Tip: When approaching digital media, marketers should think less about the programmatic media cost of a new campaign and more about the value that campaign will deliver.

When approaching digital media, marketers should think less about the programmatic media cost of a new campaign and more about the value that campaign will deliver. While price considerations are certainly valid, brands must carefully consider how different services and inventory types contribute to their overall return on investment. More often than not, a well-executed media campaign will pay for itself.


One of the big benefits of programmatic technology is that it allows marketers to reach a given audience with relevant messaging across a wide range of platforms, formats and devices. However, a brand’s ability to make an impact with that audience varies a great deal based on what tactics they’re using to communicate their brand.

For instance, the programmatic media cost of a banner ad is pretty low, so a marketer can easily reach the right person at a low price. What this doesn’t account for is that the ad will have to compete for attention with the content the user is consuming and a number of other display ads on the page. At a time when 86 percent of consumers are ignoring banner ads altogether, brands will be lucky if a consumer focuses on their banner message for even a fraction of a second.

Enter pre-roll.

By contrast, pre-roll or mid-roll video ads takes up the entire screen, giving advertisers 15 or 30 seconds of uninterrupted time with the viewer. Additionally, viewer attention span is amplified when viewing premium video content. According to a recent report from FreeWheel, viewers watching premium video content complete 78 percent of the pre-roll ads they see.

Although programmatic media cost for this placement will be higher than for a standard banner ad, the ad experience is much more impactful and consumers are more likely to pay attention to the brand’s message, particularly when targeted at the right audiences.


The way marketers have traditionally broken video campaigns down into their various components doesn’t help with the cost/benefit equation. For instance, it’s quite common for brands to hire a creative agency to develop the video ads, then they go to the brand’s media agency where the audience is determined and finally, they make it to the media publisher to actually run the campaign. In this scenario, the media and target audience aren’t informing or talking to the creative at all, which creates a disconnect in the campaign.

This fragmentation makes it much harder to build a campaign in which the creative, audience and media-buying strategies work in cooperation to drive the advertiser’s intended results. While a retailer’s creative team can put together an ad touting its back-to-school specials, the content is only effective if it resonates with its various audience segments, such as parents of elementary school children versus parents of high school kids.

Marketers are more likely to see success if they can find a partner that manages the creative, audience and media all together. That way, all pieces of the campaign can inform each other as they launch, so if a certain creative is working really well with known buyers of the brand, then the brand can increase spend in that sector. In addition to benefitting from the unique expertise of a close partner, this strategy creates holistic, integrated marketing plans where every aspect of the campaign is linked together—from the creation of the initial KPIs, audience selection and content creation to the measurement of results after the campaign runs.

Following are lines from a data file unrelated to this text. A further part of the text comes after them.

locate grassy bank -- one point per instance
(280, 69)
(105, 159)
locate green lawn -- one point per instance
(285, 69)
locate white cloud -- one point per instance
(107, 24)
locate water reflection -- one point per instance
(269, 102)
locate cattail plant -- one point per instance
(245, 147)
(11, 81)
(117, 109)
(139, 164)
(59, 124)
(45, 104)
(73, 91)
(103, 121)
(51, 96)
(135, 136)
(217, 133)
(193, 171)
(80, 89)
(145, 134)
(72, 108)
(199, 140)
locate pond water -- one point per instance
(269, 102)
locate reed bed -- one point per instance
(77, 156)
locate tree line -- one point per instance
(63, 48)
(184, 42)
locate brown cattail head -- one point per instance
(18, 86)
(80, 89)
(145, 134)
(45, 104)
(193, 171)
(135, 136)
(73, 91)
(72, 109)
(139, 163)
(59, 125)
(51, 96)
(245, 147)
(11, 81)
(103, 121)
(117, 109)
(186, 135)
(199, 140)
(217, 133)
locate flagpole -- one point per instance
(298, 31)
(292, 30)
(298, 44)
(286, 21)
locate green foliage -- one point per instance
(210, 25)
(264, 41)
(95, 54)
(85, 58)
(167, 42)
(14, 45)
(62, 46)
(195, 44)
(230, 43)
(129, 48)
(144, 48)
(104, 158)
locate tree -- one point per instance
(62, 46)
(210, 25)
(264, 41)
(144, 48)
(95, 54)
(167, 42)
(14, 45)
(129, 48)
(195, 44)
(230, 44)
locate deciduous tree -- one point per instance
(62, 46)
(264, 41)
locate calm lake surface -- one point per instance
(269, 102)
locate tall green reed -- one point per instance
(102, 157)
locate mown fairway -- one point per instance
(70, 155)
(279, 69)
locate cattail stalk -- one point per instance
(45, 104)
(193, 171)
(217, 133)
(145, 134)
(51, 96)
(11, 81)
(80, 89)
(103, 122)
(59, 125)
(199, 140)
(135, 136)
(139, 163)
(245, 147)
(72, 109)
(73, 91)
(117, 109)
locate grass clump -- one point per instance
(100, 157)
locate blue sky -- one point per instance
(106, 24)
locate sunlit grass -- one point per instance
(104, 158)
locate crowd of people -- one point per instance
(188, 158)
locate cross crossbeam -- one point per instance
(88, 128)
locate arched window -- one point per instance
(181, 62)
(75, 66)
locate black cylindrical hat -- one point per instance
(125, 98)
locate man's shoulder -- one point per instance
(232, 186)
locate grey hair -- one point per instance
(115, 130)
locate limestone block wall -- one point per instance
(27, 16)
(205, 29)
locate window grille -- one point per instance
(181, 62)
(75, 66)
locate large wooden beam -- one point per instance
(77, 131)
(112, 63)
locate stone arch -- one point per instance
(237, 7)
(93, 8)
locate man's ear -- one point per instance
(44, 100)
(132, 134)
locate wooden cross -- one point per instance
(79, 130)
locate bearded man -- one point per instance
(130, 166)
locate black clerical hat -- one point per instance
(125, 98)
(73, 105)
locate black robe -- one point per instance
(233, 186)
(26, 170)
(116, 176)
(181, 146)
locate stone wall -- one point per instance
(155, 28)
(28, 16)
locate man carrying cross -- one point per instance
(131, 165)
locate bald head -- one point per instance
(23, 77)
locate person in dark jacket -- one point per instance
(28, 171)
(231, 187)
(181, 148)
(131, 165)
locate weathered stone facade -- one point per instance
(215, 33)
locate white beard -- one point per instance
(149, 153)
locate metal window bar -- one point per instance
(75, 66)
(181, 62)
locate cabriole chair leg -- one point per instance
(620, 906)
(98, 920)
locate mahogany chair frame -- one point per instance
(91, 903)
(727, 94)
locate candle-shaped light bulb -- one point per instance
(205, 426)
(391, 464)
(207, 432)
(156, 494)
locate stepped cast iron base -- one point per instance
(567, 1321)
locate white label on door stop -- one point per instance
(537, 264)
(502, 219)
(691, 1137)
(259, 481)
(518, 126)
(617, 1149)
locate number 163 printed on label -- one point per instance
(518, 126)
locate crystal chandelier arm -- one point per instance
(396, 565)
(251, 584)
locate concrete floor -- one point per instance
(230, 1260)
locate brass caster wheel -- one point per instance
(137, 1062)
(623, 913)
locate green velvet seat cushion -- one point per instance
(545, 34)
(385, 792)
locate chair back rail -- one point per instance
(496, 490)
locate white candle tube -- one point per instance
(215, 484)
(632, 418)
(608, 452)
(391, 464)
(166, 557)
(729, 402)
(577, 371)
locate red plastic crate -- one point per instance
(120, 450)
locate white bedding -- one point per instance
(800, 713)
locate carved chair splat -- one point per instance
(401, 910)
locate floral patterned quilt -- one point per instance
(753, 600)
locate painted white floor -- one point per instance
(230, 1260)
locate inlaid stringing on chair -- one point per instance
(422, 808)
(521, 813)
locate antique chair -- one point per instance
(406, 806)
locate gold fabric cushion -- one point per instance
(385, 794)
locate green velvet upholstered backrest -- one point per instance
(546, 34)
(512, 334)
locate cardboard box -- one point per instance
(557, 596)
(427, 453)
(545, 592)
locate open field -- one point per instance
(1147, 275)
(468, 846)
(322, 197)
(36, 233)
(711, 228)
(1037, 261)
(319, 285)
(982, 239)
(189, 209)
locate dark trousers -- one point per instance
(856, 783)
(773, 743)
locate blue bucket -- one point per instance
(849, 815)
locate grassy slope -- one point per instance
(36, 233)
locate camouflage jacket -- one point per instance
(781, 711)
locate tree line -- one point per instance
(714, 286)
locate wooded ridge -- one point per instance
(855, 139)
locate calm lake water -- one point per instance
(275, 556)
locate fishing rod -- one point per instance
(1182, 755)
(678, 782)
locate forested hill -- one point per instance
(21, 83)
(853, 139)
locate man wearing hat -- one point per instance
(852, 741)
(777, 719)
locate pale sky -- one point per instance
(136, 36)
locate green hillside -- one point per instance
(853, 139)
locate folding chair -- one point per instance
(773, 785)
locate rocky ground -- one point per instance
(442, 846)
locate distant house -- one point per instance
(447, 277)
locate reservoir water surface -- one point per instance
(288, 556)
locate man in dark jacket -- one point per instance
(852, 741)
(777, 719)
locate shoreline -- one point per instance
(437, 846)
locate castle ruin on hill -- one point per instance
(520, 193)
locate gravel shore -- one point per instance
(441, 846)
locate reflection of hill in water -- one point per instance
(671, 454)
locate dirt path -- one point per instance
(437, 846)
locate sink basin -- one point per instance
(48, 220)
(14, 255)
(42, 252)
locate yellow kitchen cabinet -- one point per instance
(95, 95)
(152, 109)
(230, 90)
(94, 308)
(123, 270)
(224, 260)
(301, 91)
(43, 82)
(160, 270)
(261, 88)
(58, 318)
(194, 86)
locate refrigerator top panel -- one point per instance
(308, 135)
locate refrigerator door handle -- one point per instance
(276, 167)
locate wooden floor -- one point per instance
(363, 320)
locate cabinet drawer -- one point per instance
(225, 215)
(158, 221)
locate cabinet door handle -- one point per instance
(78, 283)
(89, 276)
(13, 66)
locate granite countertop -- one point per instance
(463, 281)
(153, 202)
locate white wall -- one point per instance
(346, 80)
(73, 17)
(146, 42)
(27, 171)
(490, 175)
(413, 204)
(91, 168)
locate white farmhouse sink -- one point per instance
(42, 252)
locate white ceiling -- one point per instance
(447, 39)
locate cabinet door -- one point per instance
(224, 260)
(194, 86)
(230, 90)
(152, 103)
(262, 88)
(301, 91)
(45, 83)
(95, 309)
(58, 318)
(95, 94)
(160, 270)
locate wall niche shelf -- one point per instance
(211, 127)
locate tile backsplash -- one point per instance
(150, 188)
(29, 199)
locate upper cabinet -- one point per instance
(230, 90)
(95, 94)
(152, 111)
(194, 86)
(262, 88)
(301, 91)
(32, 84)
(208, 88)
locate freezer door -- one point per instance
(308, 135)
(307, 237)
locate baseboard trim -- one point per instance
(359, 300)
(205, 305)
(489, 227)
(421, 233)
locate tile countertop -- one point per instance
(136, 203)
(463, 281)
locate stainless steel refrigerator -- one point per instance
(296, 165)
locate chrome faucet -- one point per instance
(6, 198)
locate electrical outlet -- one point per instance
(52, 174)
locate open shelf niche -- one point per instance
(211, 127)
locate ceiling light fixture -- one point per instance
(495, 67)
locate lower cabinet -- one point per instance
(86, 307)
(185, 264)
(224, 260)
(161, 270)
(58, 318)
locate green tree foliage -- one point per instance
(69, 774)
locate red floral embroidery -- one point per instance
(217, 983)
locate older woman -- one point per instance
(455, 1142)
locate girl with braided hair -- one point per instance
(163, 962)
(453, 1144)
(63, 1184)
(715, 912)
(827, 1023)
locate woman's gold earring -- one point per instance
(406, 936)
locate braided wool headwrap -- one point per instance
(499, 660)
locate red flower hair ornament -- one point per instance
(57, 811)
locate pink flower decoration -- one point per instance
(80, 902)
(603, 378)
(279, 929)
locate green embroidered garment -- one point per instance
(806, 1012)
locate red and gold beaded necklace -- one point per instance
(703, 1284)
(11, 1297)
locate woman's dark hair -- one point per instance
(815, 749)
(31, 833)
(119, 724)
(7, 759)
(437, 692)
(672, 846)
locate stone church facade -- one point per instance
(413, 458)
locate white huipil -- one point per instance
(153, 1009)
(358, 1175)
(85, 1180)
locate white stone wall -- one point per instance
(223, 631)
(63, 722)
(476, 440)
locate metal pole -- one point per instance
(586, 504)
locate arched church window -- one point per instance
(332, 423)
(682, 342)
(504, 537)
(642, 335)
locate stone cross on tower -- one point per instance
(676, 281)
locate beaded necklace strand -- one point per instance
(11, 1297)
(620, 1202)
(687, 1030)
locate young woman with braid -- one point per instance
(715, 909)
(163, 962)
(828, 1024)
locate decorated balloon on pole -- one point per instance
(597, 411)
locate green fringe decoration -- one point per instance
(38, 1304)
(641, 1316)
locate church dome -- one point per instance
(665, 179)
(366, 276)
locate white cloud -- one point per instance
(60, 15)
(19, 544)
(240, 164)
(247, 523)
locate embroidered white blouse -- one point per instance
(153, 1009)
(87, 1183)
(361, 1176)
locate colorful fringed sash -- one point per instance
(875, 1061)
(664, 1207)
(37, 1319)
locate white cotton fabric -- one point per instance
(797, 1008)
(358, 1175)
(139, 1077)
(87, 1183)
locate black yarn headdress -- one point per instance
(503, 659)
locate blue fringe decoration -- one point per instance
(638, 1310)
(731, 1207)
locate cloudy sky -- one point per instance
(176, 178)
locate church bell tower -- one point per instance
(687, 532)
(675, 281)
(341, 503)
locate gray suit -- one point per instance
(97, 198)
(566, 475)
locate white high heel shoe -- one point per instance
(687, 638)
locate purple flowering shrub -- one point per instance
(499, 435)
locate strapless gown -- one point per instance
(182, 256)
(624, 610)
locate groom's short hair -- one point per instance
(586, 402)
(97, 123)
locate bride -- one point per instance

Digital marketing is increasingly becoming an arms race, with more money flooding into the market in each passing quarter. In order to succeed in such a crowded environment, brands have to evaluate programmatic media costs in a necessary effort to reach the right people with the right message—and in a setting where the user is really paying attention to what they have to say.

By making decisions based on value rather than price, marketers can give themselves the latitude to acquire quality inventory and build sophisticated plans for influencing their target customers. Although they might miss the extra budget in the short term, they’ll be glad to have spent it wisely when their bosses measure the performance of marketing campaigns to determine budget for the next fiscal year.